En l'an 21 du règne de cette même reine, une jeune femme du nom de Nathacha de Saintecroie disparût subitement de la cour. Son père, ami de la reine, la retrouva 21 ans plus tard dans les sous-sols de la cathédrale de la capitale, torturée et défigurée par exorcisme. Le motif de cette détention resta un mystère pour le reste du monde, mais il s'agissait d'une condamnation pour nécromancie.

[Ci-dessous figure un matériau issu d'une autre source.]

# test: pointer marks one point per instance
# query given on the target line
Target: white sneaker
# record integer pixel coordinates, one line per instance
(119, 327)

En l'an 2 du jeune Dauphin Estébahn, tout un village fut mis à feu et à sang pour avoir porter un culte au Malin.
Parmis ces exemples, ils en sont d'autre bien plus atroces encore, et d'une sauvagerie sans nom.
Mais ce que tous ces bourreaux ignoraient, c'étaient qu'ils avaient, pour nombre d'entre eux, condamné à mort des innocents. Des hommes et des femmes qu'ils accusèrent injustement par peur, par ignorance ou manipulation.
La magie noire n'est pas la pratique d'une magie maléfique. Proprement parlant, la magie noir n'existe même pas. C'est l'usage que l'on fait de ses pouvoirs qui rend la magie maléfique. Et ça, personne en dehors du monde des sorciers peut le comprendre.
La magie est un don, l'instrument de l'esprit. C'est donc l'esprit qui est noir, mais rares ont été les sombres esprits à avoir purgé leurs peines.